MLB

Yankees ace fails rivals’ test again

BOSTON — What if the sure thing, isn’t?

What if after all these months of the Yankees worrying about everything that comes after CC Sabathia in the rotation, they actually have a very specific concern about their ace: Namely that their pitching Superman finds the Red Sox to be Team Kryptonite?

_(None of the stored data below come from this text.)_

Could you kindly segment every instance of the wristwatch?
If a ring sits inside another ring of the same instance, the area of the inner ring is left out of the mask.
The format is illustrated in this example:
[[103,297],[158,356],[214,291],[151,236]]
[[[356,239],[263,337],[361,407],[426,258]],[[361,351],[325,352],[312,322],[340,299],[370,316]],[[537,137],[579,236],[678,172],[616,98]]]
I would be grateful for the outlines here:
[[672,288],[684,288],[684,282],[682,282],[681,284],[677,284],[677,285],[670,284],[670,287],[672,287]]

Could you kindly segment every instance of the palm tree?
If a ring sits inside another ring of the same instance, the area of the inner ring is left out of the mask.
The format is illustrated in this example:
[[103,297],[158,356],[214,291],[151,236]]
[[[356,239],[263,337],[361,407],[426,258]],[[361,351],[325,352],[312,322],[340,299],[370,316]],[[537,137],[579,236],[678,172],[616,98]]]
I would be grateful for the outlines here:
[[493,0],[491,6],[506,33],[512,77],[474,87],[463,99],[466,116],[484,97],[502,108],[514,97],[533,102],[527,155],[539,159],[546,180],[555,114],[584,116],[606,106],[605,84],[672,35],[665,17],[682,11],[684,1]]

Look, the Yankees would sign up right now to advance from today to Game 1 of the AL Championship Series against the Red Sox, if it meant eliminating all the middlemen, specifically finishing the regular season and playing a Division Series round. You bet they would take their chances, Sabathia against Boston in Game 1 in October, such is the belief in their No. 1 starter, regardless of how poorly the big lefty has performed against the Red Sox in 2011.

BOX SCORE

But it is hard to ignore how terrible the Yankees rotation has been against Boston this year, in general, and how woeful Sabathia has been, in particular. Because Sabathia is supposed to be the security blanket to an otherwise uncertain rotation. Because the Yankees and Red Sox are forever measuring themselves against each other. And because an AL pennant very well may go through Fenway Park.

And think about the degree of difficulty of beating Boston four times in seven games if the Yankees cannot get excellence from Sabathia.

With a 10-4 triumph yesterday, the Red Sox are 9-2 this year against the Yankees. The major reason for the discrepancy is this: Both teams have superb offenses, but Boston’s lineup beats up Yankees starting pitching to a much greater degree than the other way around.

In 11 games against Boston, Yankees starters are 0-9 with an 8.97 ERA, averaging a shade under five innings an outing. They have just one quality start, by Bartolo Colon on May 13, and have yet to have a starter complete seven innings.

But the most troubling aspect is this: Sabathia — their everyday life preserver — has failed to save them. He is 16-2 with a 2.11 ERA against every team that is not Boston, and 0-4 with a 7.20 ERA against the Red Sox. That is the difference between Cy Young and Anthony Young, and it actually might be the difference between Sabathia winning a Cy Young Award in 2011 or not. He is the first Yankee to lose four times in the same season to the Red Sox since Pat Dobson in 1975.

Essentially, Sabathia has failed to do for the Yankees what Josh Beckett has done for the Red Sox. Beckett, who will start the series finale tonight, is 3-0 with a 0.86 ERA against the Yankees in 2011.

Sabathia said because he has beaten the Red Sox in previous seasons, he is unconcerned about the record.

“When I am right, I can beat anybody,” he said.

Nevertheless, you had better be right. Sabathia did not have his best stuff in his previous start in Chicago, yet still allowed just two runs in eight innings. However, those Sox were White and possess a lineup littered with soft spots to capitalize on even when a savvy starter such as Sabathia has less-than-optimum stuff. These grinding Red Sox have limited soft spots, so if Sabathia lacks fastball command and leaves pitches up, as he did yesterday, the results will be painful.

And the Red Sox pose another problem. As manager Joe Girardi said, “Their lefties hit lefties and their righties really hit lefties.” Which eliminates more soft spots.

Sabathia cannot just find a lefty to overpower. Sabathia, for example, has surrendered just two homers to lefties in 175 at-bats this year, one by Adrian Gonzalez and a three-run shot yesterday by Jacoby Ellsbury that blew the game open in the fourth inning. Carl Crawford was the first lefty since July 27 of last year to have a three-hit game against Sabathia.

Sabathia entered having yielded seven runs in his previous eight starts, a period of 622⁄3 innings and 234 batters faced. And then Sabathia allowed seven runs between the third and fourth innings, a span of 14 plate appearances.

Now, Sabathia is not the type to lose confidence, and he might have two more shots at Boston this regular season and maybe two or three if there really is an ALCS showdown. And as pitching coach Larry Rothschild said: “I don’t know if he pitches against them three more times that it doesn’t even out.”

Boston manager Terry Francona added: “It’s good that we’ve had some success against him because at some point you’re going to have to beat a guy like that in an important spot. I think we’ll see him again.”

For now, though, the AL East is tied rather than the Yankees having a cushion because their starters cannot handle the Red Sox. The safety net was supposed to be Sabathia. However, against Boston in 2011, the Yankees ace has been more A.J. than CC.